STORY WRITTEN BY BRIAN BINGAMAN
@brianbingaman on Twitter
Peter Murphy called what’s going on with him right now “a chaotic settling in period.”
It’s the early part of an unusual “Stripped” acoustic tour, backed by guitarist John Andrews and violinist Emilio China. The deep-baritone, British alternative singer — best known for his MTV “120 Minutes” hit “Cuts You Up,” and the perennial Halloween playlist song “Bela Lugosi’s Dead” by Bauhaus — had played seven shows in eight days, selling out three of them.
Add his April 20 show at Philadelphia’s Underground Arts to the sold-out list. However, there’s an April 17 concert at The Chameleon Club in Lancaster where you can catch him.
These are the first appearances Murphy’s made since the death of David Bowie, who was an indelible influence to the extent of covering “Ziggy Stardust” with Bauhaus in the ‘80s and “Space Oddity” as part of his “Secret Covers” singles series on iTunes that was released in 2009.
On Jan. 11, he tweeted from @petermurphyinfo: “Rest in the lap of compassion, David Bowie. I’ll find his resting place to hand back this stardust borrowed. Prayers of love to you & your family.”
Guarded about specifics of the “Stripped” sets — saying only that the trio would cover his catalog “like a collection” — Murphy said it’s possible he will pay musical homage to Bowie. Murphy commented that he found it “endearing” and “very impressive” how discreet the iconic singer was about his illness, and thought Bowie would have frowned on the fans’ dramatic expressions of grief.
The “Stripped” live presentation he described as intense yet graceful, “taking things to another place,” “a discovery of the songs within another interpretation” and “as accessible as a Sinatra or an Elvis performance.”
“You’re listening to each other, and there’s a breath in the performance,” he said of being on stage with “excellent acoustic player” Andrews, and China, who adds electronic treatments to his violin, like symphonic and keyboard sounds and “interesting, abstract soundscape parts.”
On the tour, some fans have taken advantage of upgrading their tickets to include a meet-and-greet with Murphy and the band. “They’re very endearing. I try to give people their money’s worth by being with them,” Murphy said of the face-to-face interaction.

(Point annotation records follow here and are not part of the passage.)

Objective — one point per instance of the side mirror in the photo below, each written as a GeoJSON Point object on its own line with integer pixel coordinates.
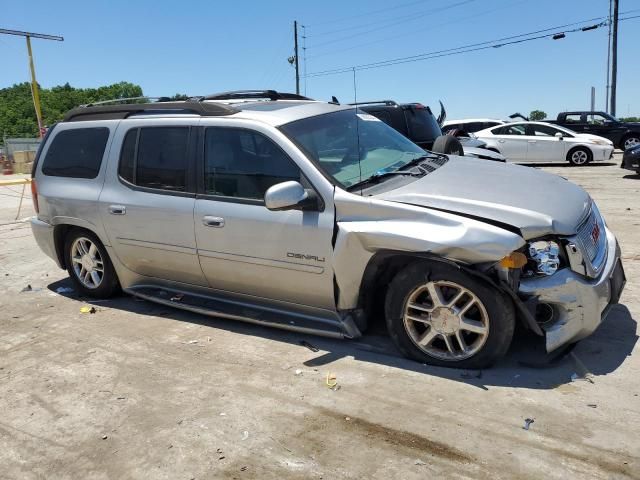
{"type": "Point", "coordinates": [290, 196]}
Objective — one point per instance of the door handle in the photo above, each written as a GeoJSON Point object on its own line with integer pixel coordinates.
{"type": "Point", "coordinates": [209, 221]}
{"type": "Point", "coordinates": [117, 209]}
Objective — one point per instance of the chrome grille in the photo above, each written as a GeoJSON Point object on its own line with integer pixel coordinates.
{"type": "Point", "coordinates": [592, 239]}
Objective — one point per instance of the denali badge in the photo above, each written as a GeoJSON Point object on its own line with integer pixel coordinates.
{"type": "Point", "coordinates": [595, 233]}
{"type": "Point", "coordinates": [302, 256]}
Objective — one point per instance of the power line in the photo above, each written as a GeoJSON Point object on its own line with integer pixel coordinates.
{"type": "Point", "coordinates": [414, 31]}
{"type": "Point", "coordinates": [470, 48]}
{"type": "Point", "coordinates": [393, 23]}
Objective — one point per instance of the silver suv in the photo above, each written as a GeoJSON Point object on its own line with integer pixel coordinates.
{"type": "Point", "coordinates": [315, 217]}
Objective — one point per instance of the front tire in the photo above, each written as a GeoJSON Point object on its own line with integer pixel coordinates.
{"type": "Point", "coordinates": [89, 265]}
{"type": "Point", "coordinates": [440, 315]}
{"type": "Point", "coordinates": [579, 156]}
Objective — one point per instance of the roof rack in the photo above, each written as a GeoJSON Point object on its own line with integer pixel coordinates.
{"type": "Point", "coordinates": [389, 103]}
{"type": "Point", "coordinates": [252, 94]}
{"type": "Point", "coordinates": [110, 112]}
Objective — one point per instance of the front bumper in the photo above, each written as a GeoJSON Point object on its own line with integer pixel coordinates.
{"type": "Point", "coordinates": [580, 303]}
{"type": "Point", "coordinates": [43, 233]}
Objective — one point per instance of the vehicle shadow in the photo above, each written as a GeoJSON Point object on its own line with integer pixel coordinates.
{"type": "Point", "coordinates": [568, 165]}
{"type": "Point", "coordinates": [526, 365]}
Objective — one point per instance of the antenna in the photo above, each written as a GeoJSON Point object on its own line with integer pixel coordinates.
{"type": "Point", "coordinates": [355, 112]}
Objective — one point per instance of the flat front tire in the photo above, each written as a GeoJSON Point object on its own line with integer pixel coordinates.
{"type": "Point", "coordinates": [89, 265]}
{"type": "Point", "coordinates": [440, 315]}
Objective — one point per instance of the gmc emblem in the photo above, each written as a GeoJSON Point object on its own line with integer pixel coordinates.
{"type": "Point", "coordinates": [595, 233]}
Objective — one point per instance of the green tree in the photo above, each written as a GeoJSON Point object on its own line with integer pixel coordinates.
{"type": "Point", "coordinates": [537, 115]}
{"type": "Point", "coordinates": [18, 117]}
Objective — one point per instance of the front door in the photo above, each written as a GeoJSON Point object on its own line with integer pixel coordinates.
{"type": "Point", "coordinates": [245, 248]}
{"type": "Point", "coordinates": [147, 209]}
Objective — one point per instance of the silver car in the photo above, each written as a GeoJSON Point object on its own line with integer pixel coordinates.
{"type": "Point", "coordinates": [319, 218]}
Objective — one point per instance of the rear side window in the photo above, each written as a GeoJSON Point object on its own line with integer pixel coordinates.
{"type": "Point", "coordinates": [244, 164]}
{"type": "Point", "coordinates": [76, 153]}
{"type": "Point", "coordinates": [155, 158]}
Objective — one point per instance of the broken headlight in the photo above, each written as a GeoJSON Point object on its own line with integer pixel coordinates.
{"type": "Point", "coordinates": [544, 258]}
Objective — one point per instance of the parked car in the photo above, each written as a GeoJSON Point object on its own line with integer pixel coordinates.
{"type": "Point", "coordinates": [631, 159]}
{"type": "Point", "coordinates": [418, 123]}
{"type": "Point", "coordinates": [470, 125]}
{"type": "Point", "coordinates": [624, 135]}
{"type": "Point", "coordinates": [530, 142]}
{"type": "Point", "coordinates": [315, 217]}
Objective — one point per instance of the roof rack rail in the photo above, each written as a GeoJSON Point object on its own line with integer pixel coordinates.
{"type": "Point", "coordinates": [127, 99]}
{"type": "Point", "coordinates": [111, 112]}
{"type": "Point", "coordinates": [390, 103]}
{"type": "Point", "coordinates": [252, 94]}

The producers of “The Twilight Saga” movies slipped in a subtle tribute to the gloomy goth imagery of Bauhaus and “Bela Lugosi’s Dead” by casting Murphy as The Cold Man, “the father of all the vampires,” in the film “Eclipse.” “I’m brilliant in that, in my 15 seconds,” he said, laughing. “The (inside joke) wink of it was like a bookend.”

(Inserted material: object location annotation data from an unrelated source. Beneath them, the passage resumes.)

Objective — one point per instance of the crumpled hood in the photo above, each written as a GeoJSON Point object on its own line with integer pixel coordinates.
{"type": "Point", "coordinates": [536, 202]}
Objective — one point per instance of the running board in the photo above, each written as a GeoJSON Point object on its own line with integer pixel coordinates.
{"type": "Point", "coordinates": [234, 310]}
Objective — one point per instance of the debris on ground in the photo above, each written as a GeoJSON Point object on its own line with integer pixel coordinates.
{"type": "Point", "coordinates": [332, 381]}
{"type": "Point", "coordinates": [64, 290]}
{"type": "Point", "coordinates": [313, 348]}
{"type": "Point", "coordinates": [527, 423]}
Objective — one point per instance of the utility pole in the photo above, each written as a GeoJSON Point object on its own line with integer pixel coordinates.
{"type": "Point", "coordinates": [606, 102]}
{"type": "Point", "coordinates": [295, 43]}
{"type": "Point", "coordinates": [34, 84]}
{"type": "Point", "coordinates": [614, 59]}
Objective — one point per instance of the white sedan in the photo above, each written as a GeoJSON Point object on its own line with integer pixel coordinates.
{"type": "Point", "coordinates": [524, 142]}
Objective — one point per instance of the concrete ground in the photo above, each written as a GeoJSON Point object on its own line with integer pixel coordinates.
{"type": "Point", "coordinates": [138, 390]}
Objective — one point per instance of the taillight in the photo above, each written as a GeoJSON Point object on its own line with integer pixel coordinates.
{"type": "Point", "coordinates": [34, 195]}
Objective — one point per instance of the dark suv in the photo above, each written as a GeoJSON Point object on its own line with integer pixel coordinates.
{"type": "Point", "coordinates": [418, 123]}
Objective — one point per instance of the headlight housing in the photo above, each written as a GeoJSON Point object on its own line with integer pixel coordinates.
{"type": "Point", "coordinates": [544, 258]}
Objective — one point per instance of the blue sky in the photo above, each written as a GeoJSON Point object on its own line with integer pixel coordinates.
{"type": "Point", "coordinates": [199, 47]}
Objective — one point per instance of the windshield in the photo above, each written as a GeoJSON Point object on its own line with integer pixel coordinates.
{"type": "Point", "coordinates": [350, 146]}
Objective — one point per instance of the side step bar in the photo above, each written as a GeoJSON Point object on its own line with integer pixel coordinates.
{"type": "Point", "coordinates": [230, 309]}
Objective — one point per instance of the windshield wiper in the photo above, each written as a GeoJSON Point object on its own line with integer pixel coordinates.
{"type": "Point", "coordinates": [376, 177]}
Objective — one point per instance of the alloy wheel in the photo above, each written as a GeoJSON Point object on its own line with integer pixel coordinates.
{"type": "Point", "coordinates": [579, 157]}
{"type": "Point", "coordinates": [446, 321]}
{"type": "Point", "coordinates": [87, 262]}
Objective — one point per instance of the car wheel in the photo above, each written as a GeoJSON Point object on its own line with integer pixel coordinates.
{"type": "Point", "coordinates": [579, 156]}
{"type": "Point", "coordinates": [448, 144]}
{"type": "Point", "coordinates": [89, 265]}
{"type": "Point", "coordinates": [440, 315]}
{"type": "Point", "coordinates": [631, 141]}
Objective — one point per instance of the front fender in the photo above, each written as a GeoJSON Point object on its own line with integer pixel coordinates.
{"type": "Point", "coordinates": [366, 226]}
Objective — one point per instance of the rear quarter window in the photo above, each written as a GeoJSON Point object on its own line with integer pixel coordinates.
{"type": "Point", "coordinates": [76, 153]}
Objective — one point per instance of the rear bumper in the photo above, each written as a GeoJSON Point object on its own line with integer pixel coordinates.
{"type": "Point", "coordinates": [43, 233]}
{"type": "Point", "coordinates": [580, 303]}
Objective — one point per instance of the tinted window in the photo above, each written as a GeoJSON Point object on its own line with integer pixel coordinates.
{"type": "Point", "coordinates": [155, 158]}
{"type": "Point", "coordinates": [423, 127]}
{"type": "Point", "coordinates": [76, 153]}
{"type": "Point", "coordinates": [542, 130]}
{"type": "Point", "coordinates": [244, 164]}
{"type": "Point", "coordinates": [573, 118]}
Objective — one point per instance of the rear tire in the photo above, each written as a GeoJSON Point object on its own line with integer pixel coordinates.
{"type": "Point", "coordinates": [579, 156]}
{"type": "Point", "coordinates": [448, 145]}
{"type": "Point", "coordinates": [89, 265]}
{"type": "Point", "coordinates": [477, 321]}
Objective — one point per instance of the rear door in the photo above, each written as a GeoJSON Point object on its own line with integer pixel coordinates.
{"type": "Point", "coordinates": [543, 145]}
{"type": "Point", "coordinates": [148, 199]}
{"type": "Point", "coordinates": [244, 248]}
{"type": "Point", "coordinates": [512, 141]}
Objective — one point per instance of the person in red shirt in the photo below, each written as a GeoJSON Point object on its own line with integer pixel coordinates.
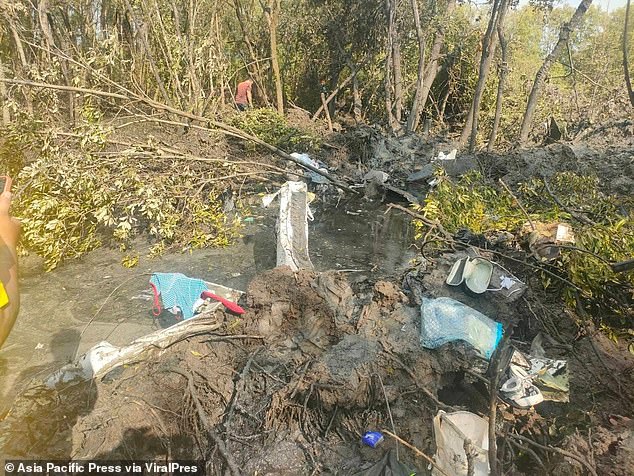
{"type": "Point", "coordinates": [9, 295]}
{"type": "Point", "coordinates": [244, 99]}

First released in 1979, the world got the full “Bela Lugosi’s Dead” experience in the opening sequence of the 1983 horror film “The Hunger,” starring David Bowie and Susan Sarandon. “My performance (on camera) was as important as the song,” he said of being chosen by director Tony Scott to be the band playing in a corner in a club. “That found its niche. It was a square peg in a square hole.”
Murphy and his wife have lived in Istanbul since the early ‘90s, and it sometimes shows in the music he’s made since then. “I’ve lived there so long, I’m Turkish,” he said, with a smile in his voice. “People imagine it’s kind of Middle East, like Syria. It’s a peaceful place to be.” Istanbul’s religious diversity and tolerance has much to do with the city’s “warm, connected culture,” Murphy said.

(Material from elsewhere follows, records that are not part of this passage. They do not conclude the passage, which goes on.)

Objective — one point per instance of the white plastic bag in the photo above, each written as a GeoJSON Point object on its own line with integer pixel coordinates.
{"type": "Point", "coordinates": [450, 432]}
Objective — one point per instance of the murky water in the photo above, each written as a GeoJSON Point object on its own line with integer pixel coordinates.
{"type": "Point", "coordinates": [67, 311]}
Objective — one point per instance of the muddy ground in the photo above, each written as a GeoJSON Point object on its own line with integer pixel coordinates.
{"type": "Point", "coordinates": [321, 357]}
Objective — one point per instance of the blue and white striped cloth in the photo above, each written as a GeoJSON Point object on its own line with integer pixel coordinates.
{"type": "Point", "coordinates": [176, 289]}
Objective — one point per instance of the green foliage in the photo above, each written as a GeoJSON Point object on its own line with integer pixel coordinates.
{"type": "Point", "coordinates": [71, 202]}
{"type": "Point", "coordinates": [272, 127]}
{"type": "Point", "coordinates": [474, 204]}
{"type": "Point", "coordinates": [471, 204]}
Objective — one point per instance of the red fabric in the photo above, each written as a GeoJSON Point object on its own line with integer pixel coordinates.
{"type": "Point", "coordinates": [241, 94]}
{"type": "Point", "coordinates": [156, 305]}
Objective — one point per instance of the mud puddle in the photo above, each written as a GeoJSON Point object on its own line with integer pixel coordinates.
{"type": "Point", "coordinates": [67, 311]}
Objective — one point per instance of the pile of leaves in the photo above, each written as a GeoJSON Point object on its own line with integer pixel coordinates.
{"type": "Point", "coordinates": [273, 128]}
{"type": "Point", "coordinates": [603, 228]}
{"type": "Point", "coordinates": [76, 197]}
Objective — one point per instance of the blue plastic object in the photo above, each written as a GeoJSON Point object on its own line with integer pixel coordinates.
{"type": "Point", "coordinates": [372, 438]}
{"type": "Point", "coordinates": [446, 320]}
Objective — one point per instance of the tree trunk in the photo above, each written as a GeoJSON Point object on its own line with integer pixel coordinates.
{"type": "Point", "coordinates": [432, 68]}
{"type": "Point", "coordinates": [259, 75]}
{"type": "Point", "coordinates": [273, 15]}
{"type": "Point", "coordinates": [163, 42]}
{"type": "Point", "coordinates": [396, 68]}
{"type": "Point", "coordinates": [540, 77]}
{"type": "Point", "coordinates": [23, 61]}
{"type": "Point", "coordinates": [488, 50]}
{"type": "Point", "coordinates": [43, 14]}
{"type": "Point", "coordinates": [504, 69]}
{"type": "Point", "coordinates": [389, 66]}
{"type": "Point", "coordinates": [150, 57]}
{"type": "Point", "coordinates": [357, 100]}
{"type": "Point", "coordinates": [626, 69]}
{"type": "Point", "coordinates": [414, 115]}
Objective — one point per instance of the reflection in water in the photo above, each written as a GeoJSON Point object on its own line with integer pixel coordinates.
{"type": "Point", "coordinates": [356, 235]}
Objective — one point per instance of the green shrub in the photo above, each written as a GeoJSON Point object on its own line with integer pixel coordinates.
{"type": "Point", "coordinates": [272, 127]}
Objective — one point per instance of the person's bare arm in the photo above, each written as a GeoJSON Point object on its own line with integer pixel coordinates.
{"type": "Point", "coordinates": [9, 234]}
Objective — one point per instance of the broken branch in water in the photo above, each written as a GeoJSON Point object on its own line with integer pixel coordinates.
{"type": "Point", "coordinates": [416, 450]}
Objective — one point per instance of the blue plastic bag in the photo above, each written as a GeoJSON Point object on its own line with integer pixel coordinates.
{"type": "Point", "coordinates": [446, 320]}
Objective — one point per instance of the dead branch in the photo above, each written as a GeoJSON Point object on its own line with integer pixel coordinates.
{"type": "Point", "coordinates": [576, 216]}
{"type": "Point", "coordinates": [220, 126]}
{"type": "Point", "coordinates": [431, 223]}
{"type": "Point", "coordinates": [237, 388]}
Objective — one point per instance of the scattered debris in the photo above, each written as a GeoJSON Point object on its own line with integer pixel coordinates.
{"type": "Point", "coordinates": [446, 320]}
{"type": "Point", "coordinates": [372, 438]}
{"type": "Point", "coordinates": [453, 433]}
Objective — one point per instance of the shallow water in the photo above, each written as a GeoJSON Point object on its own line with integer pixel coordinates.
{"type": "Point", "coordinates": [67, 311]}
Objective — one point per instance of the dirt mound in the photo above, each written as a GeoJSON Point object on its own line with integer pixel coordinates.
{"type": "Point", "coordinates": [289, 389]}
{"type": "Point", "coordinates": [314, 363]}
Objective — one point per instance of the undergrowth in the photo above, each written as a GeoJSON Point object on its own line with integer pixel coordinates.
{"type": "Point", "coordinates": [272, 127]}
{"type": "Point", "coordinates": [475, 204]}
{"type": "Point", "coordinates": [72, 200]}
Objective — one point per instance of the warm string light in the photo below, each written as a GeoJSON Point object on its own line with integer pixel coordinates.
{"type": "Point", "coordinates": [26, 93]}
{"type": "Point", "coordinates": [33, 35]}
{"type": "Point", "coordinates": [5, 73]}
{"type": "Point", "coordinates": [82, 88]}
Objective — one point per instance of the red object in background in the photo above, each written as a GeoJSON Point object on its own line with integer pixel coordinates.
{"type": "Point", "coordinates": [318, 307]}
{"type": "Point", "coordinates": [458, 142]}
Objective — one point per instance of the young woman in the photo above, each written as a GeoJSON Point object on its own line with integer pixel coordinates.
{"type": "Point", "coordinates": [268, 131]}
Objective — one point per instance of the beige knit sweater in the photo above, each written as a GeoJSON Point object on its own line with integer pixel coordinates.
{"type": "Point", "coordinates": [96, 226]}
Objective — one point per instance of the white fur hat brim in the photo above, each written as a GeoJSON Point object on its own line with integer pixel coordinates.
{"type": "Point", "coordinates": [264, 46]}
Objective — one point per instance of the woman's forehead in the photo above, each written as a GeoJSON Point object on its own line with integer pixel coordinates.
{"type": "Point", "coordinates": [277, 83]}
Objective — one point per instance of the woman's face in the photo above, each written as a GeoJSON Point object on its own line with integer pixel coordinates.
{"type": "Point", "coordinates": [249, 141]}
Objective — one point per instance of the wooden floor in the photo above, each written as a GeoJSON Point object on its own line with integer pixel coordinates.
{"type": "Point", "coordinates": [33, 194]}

It’s also why he’s dismayed by “self-interested ignorance” and “knee-jerk fear mongering” in the West.
When asked what music he was listening to, Murphy mentioned Brian Eno and one of his recent opening acts, the Portland band Swansea. “Bands and artists don’t have, I fear, the opportunity to develop … and yet they do, in their social media community,” he said, adding that Portland has a music scene good enough to rival that of 1990s Seattle.